Der Schritt, der nach dem Hybrid-Antrieb kommt, ist ganz klar der Übergang zum gänzlich elektronisch angetriebenen Auto. Im Elektroautoindex (kurz Evi) der Unternehmensberatung McKinsey kann nachgeschaut werden, zu viel Prozent ein LAnd die Elektromobilität bereits erreicht hat. Dabei wird die Nachfrage und das Angebot von Elektroautos gemessen.

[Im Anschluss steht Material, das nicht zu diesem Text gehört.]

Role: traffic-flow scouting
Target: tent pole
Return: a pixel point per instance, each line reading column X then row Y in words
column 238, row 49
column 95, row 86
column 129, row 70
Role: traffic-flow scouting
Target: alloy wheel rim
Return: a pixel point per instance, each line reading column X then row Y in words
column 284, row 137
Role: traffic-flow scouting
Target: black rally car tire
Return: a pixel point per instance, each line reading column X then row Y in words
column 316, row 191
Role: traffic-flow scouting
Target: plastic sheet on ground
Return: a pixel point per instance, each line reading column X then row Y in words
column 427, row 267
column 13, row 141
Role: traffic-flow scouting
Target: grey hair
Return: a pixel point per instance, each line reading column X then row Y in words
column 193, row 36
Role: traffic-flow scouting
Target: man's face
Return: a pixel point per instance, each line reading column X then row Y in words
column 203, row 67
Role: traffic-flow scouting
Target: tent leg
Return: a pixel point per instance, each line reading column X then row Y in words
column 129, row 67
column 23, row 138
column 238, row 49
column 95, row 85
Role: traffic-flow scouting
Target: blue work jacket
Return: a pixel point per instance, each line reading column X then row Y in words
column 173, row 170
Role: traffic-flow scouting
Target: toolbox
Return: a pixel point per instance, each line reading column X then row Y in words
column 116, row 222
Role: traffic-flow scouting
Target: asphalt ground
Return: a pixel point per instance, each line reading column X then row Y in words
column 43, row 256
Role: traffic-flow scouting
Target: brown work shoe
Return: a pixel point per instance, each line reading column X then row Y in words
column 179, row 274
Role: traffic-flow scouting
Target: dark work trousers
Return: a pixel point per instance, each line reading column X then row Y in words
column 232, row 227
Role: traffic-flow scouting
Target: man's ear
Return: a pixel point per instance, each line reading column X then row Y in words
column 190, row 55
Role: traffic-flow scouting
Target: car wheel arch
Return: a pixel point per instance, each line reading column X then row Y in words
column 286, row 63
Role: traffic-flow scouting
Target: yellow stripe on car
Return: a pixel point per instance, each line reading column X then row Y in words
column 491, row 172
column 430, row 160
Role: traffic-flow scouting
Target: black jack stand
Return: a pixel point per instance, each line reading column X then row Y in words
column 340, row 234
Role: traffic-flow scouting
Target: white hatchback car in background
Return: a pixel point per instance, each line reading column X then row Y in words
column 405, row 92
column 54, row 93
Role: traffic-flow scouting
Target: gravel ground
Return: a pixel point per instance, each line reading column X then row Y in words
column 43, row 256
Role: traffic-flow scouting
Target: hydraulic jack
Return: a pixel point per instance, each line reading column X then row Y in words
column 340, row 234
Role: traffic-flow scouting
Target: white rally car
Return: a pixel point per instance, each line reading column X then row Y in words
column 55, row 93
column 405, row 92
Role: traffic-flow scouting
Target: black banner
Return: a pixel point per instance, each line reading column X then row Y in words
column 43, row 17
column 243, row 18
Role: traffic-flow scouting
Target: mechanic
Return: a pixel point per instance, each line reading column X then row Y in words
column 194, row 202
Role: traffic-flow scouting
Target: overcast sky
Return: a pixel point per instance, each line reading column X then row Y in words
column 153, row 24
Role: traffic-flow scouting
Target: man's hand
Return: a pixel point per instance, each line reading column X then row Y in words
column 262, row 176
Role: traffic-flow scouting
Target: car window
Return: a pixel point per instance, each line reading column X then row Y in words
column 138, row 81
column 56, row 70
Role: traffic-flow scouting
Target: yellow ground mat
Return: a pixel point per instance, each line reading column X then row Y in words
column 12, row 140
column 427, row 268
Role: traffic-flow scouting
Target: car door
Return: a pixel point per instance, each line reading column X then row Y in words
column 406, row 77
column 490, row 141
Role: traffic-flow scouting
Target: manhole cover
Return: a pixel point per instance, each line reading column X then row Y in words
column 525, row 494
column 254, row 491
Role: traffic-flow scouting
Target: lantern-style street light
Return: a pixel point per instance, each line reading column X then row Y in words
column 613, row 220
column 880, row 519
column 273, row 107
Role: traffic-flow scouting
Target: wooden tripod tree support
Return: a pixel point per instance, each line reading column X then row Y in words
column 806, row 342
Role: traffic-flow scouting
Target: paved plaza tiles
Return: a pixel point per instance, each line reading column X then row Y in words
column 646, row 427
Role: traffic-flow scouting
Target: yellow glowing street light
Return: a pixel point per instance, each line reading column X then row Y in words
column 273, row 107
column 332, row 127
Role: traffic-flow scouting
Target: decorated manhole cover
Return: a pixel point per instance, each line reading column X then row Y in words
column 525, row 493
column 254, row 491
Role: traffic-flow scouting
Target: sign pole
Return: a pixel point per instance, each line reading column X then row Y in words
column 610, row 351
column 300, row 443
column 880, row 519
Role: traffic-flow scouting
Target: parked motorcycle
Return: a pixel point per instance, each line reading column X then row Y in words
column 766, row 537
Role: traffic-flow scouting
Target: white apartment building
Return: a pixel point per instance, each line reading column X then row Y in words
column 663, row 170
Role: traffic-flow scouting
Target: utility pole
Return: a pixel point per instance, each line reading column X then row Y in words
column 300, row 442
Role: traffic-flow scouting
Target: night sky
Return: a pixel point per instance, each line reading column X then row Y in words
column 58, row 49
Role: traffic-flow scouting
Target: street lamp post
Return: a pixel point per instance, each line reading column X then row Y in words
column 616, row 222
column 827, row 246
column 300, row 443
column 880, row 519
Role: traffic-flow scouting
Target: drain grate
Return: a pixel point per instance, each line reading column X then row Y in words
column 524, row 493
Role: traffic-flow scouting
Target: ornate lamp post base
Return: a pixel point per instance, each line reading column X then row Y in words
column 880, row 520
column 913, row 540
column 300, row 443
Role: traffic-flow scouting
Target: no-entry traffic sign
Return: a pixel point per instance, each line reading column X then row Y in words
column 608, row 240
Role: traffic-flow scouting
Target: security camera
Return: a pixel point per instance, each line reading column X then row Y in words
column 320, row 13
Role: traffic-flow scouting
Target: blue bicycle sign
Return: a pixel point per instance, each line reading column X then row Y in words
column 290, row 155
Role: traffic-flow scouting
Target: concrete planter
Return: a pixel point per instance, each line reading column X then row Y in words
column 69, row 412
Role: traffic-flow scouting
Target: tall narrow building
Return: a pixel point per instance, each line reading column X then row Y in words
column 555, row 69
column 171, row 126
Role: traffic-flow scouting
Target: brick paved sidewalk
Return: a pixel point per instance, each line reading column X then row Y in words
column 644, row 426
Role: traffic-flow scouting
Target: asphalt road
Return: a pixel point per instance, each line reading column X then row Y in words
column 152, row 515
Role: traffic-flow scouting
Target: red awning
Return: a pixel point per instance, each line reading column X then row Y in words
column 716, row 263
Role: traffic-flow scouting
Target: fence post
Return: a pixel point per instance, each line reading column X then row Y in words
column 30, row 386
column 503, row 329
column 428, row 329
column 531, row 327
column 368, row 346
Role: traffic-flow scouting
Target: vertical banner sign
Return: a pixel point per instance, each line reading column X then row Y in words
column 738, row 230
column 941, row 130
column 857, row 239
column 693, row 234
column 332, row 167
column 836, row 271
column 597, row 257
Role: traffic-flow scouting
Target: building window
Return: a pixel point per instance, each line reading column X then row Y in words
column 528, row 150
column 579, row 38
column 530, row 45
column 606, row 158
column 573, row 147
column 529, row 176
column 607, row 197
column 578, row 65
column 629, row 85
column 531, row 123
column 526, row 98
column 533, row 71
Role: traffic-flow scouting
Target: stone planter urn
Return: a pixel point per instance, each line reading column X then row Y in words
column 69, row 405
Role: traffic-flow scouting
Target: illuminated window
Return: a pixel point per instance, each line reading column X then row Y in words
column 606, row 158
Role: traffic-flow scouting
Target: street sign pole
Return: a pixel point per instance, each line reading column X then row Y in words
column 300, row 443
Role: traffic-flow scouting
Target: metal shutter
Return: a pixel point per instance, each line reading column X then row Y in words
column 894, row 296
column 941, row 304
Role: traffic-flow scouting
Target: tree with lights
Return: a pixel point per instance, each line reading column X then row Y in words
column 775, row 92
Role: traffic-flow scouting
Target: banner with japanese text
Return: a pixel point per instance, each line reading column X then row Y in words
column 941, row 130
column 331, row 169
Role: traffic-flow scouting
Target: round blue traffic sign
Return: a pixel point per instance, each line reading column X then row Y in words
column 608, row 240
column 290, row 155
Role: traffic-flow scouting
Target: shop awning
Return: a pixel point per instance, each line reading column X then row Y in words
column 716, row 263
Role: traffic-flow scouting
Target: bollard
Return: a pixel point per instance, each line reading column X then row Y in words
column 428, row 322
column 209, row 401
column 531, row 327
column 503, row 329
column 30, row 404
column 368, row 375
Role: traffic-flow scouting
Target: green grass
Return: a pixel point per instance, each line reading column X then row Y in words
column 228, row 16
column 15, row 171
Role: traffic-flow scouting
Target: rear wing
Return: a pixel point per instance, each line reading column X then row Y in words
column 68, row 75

Der Index zeigt deutlich, dass Japan sich langsam aber sicher an die Spitze drängt. Führend sind zwar noch die Vereinigten Staaten, aber Japan ist mittlerweile fast gleichauf.
Deutschlands Position ist mit einem abgeschlagenen vierten Platz eher beschämend.
Schuld an dieser Tatsache ist vermutlich die deutsche Gründlichkeit. Während Japaner und Amerikaner Fahrzeuge konstruieren, die laut McKinsey-Direktor Christian Malorny, “nicht undbedingt perfekt ausgereift und bis ins letze Detail neu konstruiert sind”, werkeln die Deutschen am perfekten Elektroauto.
Immerhin ist Deutschland Weltmeister im Ankündigen: 44 Elektromodelle wurden von deutschen Konzernen angekündigt, mehr als in jedem anderen Land.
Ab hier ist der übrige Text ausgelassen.